A collection of neurons (nodes) organized in layers and connected by weighted links.
What is the structure of a feedforward ANN?
Composed of an input layer, one or more hidden layers, and an output layer.
What is a perceptron?
A single-layer neural network with binary output based on weighted input summation.
How is a perceptron output computed?
Using the activation function: y = f(w·x + b), where w are weights, x inputs, and b the bias.
What activation function does a perceptron use?
A step function that outputs 1 if input > threshold, else 0.
What are limitations of a perceptron?
Cannot solve non-linearly separable problems like XOR.
What is the difference between perceptron and multi-layer perceptron (MLP)?
MLP has one or more hidden layers, allowing it to solve non-linear problems.
What are the common activation functions in MLP?
Sigmoid, tanh, and ReLU.
How does learning occur in an MLP?
Via backpropagation, adjusting weights using the gradient of the error.
What is backpropagation?
A supervised learning technique using gradient descent to minimize output error.
What are key components in backpropagation?
Forward pass, error computation, backward pass, weight update.

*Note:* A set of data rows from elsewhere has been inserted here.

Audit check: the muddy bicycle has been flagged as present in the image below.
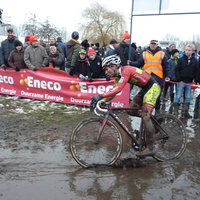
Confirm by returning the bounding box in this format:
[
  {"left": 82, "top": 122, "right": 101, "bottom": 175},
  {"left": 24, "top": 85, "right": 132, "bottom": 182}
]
[{"left": 70, "top": 102, "right": 187, "bottom": 168}]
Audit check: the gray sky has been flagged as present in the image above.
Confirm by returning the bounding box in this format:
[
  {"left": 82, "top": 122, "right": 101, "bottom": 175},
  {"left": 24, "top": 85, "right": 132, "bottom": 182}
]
[{"left": 1, "top": 0, "right": 200, "bottom": 47}]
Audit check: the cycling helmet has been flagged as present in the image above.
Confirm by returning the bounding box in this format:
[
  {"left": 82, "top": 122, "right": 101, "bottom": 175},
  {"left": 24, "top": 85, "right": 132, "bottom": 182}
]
[
  {"left": 102, "top": 54, "right": 121, "bottom": 69},
  {"left": 71, "top": 31, "right": 79, "bottom": 40}
]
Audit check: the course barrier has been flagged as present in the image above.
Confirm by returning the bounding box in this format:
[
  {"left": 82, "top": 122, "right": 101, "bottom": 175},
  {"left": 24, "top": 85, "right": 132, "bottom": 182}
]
[{"left": 0, "top": 67, "right": 130, "bottom": 108}]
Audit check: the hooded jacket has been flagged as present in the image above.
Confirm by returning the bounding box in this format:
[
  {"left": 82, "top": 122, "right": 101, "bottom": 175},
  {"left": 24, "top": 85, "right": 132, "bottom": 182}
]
[
  {"left": 113, "top": 40, "right": 137, "bottom": 66},
  {"left": 66, "top": 39, "right": 80, "bottom": 67}
]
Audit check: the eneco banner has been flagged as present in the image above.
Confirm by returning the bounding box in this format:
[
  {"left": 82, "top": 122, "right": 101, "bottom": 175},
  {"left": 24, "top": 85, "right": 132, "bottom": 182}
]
[{"left": 0, "top": 67, "right": 130, "bottom": 107}]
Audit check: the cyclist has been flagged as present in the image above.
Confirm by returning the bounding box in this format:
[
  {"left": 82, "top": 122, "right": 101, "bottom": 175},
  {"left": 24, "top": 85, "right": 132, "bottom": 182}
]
[{"left": 90, "top": 55, "right": 170, "bottom": 157}]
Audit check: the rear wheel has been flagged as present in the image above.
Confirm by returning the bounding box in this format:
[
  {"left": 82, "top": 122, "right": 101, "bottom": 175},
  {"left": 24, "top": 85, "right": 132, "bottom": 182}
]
[
  {"left": 70, "top": 117, "right": 123, "bottom": 168},
  {"left": 152, "top": 113, "right": 187, "bottom": 161}
]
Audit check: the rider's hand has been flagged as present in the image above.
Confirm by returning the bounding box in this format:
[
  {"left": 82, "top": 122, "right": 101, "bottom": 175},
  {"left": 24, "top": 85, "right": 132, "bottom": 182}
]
[{"left": 90, "top": 95, "right": 103, "bottom": 111}]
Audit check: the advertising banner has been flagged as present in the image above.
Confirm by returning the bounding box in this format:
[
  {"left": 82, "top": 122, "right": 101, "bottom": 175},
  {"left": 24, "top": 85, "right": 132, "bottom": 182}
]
[{"left": 0, "top": 67, "right": 130, "bottom": 107}]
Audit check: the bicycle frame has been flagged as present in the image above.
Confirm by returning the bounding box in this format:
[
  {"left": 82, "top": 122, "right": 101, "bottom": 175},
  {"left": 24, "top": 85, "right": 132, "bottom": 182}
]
[{"left": 95, "top": 105, "right": 169, "bottom": 148}]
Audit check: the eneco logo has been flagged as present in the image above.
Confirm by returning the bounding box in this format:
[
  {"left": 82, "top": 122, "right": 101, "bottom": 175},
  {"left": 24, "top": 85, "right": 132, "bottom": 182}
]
[
  {"left": 0, "top": 75, "right": 14, "bottom": 84},
  {"left": 69, "top": 81, "right": 122, "bottom": 97},
  {"left": 19, "top": 72, "right": 61, "bottom": 91}
]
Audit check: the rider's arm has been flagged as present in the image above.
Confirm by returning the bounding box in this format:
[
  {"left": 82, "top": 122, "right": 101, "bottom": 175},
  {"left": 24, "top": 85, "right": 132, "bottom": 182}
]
[{"left": 102, "top": 73, "right": 130, "bottom": 99}]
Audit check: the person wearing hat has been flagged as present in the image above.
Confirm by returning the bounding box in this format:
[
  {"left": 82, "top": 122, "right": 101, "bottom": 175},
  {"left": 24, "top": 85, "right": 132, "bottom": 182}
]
[
  {"left": 165, "top": 42, "right": 176, "bottom": 60},
  {"left": 75, "top": 49, "right": 88, "bottom": 81},
  {"left": 94, "top": 42, "right": 103, "bottom": 57},
  {"left": 66, "top": 31, "right": 81, "bottom": 75},
  {"left": 105, "top": 39, "right": 118, "bottom": 58},
  {"left": 24, "top": 34, "right": 48, "bottom": 71},
  {"left": 87, "top": 49, "right": 110, "bottom": 82},
  {"left": 113, "top": 30, "right": 137, "bottom": 66},
  {"left": 128, "top": 39, "right": 171, "bottom": 114},
  {"left": 8, "top": 40, "right": 27, "bottom": 71},
  {"left": 24, "top": 35, "right": 30, "bottom": 49},
  {"left": 80, "top": 39, "right": 90, "bottom": 53},
  {"left": 0, "top": 28, "right": 17, "bottom": 70}
]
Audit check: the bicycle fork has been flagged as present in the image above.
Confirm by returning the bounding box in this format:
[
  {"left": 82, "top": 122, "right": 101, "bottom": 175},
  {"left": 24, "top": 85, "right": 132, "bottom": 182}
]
[{"left": 95, "top": 113, "right": 110, "bottom": 145}]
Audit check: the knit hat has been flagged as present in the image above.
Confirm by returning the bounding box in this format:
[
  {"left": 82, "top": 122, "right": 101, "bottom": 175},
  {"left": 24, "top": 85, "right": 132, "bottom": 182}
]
[
  {"left": 14, "top": 40, "right": 23, "bottom": 47},
  {"left": 88, "top": 49, "right": 96, "bottom": 56},
  {"left": 171, "top": 48, "right": 179, "bottom": 55},
  {"left": 95, "top": 43, "right": 99, "bottom": 48},
  {"left": 30, "top": 34, "right": 38, "bottom": 43},
  {"left": 110, "top": 39, "right": 118, "bottom": 44},
  {"left": 81, "top": 39, "right": 89, "bottom": 49},
  {"left": 25, "top": 35, "right": 30, "bottom": 42},
  {"left": 79, "top": 49, "right": 86, "bottom": 54},
  {"left": 122, "top": 31, "right": 130, "bottom": 40},
  {"left": 169, "top": 42, "right": 176, "bottom": 47}
]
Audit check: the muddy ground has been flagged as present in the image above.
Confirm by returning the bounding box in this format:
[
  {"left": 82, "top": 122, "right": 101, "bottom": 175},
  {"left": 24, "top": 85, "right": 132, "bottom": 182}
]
[{"left": 0, "top": 94, "right": 200, "bottom": 200}]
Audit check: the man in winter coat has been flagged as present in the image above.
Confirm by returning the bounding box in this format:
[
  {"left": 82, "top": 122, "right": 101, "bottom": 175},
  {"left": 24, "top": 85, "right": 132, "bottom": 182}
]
[
  {"left": 113, "top": 30, "right": 137, "bottom": 66},
  {"left": 105, "top": 39, "right": 118, "bottom": 58},
  {"left": 24, "top": 34, "right": 48, "bottom": 71},
  {"left": 128, "top": 39, "right": 171, "bottom": 114},
  {"left": 165, "top": 42, "right": 176, "bottom": 60},
  {"left": 0, "top": 28, "right": 17, "bottom": 70},
  {"left": 66, "top": 31, "right": 80, "bottom": 75}
]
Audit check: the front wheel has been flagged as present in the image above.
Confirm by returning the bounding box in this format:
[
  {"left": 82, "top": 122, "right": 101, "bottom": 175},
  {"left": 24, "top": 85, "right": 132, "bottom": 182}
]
[
  {"left": 70, "top": 117, "right": 123, "bottom": 168},
  {"left": 152, "top": 113, "right": 187, "bottom": 161}
]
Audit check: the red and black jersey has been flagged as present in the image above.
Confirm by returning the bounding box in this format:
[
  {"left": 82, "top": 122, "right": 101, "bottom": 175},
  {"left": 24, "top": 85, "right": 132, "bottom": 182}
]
[{"left": 103, "top": 65, "right": 152, "bottom": 99}]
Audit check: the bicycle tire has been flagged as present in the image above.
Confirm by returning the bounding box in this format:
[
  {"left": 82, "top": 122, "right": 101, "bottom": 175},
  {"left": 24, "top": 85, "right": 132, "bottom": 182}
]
[
  {"left": 152, "top": 113, "right": 187, "bottom": 161},
  {"left": 70, "top": 117, "right": 123, "bottom": 168}
]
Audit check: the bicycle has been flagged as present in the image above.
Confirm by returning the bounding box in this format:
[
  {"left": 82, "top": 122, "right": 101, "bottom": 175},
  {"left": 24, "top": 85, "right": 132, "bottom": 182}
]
[{"left": 70, "top": 102, "right": 187, "bottom": 168}]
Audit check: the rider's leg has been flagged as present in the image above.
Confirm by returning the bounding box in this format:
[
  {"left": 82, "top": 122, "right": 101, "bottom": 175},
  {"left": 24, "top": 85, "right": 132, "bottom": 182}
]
[
  {"left": 127, "top": 94, "right": 142, "bottom": 116},
  {"left": 141, "top": 105, "right": 155, "bottom": 150},
  {"left": 136, "top": 105, "right": 156, "bottom": 157}
]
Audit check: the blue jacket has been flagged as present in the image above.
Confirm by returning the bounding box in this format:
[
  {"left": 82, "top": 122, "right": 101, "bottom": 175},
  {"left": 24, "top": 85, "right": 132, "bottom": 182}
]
[{"left": 57, "top": 40, "right": 66, "bottom": 60}]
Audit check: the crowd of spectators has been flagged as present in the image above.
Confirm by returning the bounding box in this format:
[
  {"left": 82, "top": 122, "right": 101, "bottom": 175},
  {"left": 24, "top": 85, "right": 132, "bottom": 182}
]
[{"left": 1, "top": 28, "right": 200, "bottom": 119}]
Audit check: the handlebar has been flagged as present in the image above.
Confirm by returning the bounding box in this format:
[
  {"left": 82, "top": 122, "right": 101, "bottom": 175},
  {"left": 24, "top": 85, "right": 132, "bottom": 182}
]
[{"left": 94, "top": 101, "right": 111, "bottom": 116}]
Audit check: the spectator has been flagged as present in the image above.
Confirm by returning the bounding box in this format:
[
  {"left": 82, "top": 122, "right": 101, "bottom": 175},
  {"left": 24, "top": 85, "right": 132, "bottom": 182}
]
[
  {"left": 94, "top": 43, "right": 103, "bottom": 57},
  {"left": 129, "top": 39, "right": 171, "bottom": 114},
  {"left": 57, "top": 37, "right": 67, "bottom": 65},
  {"left": 113, "top": 30, "right": 137, "bottom": 66},
  {"left": 136, "top": 46, "right": 143, "bottom": 59},
  {"left": 66, "top": 31, "right": 80, "bottom": 75},
  {"left": 80, "top": 39, "right": 90, "bottom": 53},
  {"left": 174, "top": 44, "right": 199, "bottom": 117},
  {"left": 24, "top": 34, "right": 48, "bottom": 71},
  {"left": 131, "top": 42, "right": 137, "bottom": 51},
  {"left": 165, "top": 42, "right": 176, "bottom": 60},
  {"left": 105, "top": 39, "right": 118, "bottom": 57},
  {"left": 101, "top": 46, "right": 105, "bottom": 57},
  {"left": 91, "top": 43, "right": 95, "bottom": 49},
  {"left": 46, "top": 36, "right": 64, "bottom": 71},
  {"left": 87, "top": 49, "right": 109, "bottom": 82},
  {"left": 24, "top": 35, "right": 30, "bottom": 49},
  {"left": 39, "top": 39, "right": 46, "bottom": 48},
  {"left": 163, "top": 48, "right": 179, "bottom": 103},
  {"left": 75, "top": 49, "right": 88, "bottom": 81},
  {"left": 8, "top": 40, "right": 27, "bottom": 71},
  {"left": 48, "top": 46, "right": 64, "bottom": 70},
  {"left": 0, "top": 28, "right": 17, "bottom": 70}
]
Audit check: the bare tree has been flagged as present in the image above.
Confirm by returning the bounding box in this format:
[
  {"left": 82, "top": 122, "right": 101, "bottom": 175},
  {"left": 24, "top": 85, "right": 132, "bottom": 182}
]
[
  {"left": 57, "top": 27, "right": 70, "bottom": 43},
  {"left": 79, "top": 2, "right": 126, "bottom": 46},
  {"left": 39, "top": 18, "right": 60, "bottom": 41},
  {"left": 22, "top": 13, "right": 41, "bottom": 37}
]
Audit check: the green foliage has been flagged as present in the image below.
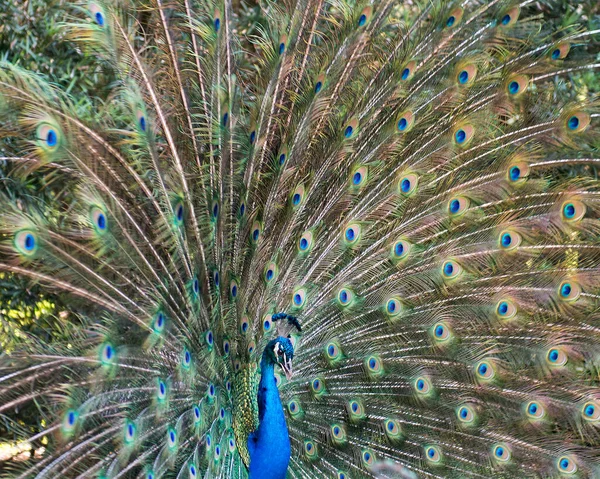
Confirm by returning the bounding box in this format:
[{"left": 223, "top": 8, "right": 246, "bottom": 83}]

What is the role of the learning rate?
Controls how much the weights are adjusted during training.
What happens if the learning rate is too high or too low?
Too high: unstable training; Too low: slow convergence.
What is overfitting in ANN?
When the model learns training data too well, failing to generalize to new data.
How to prevent overfitting?
Use regularization, dropout, or early stopping.
What is the vanishing gradient problem?
When gradients become too small during backpropagation, slowing or stopping learning.
Which activation function is prone to vanishing gradients?
Sigmoid and tanh.
Which activation function helps reduce vanishing gradients?
ReLU (Rectified Linear Unit).
What is the purpose of bias in a neuron?
Allows the activation function to be shifted left or right.
What is the universal approximation theorem?
An MLP with one hidden layer can approximate any continuous function given sufficient neurons.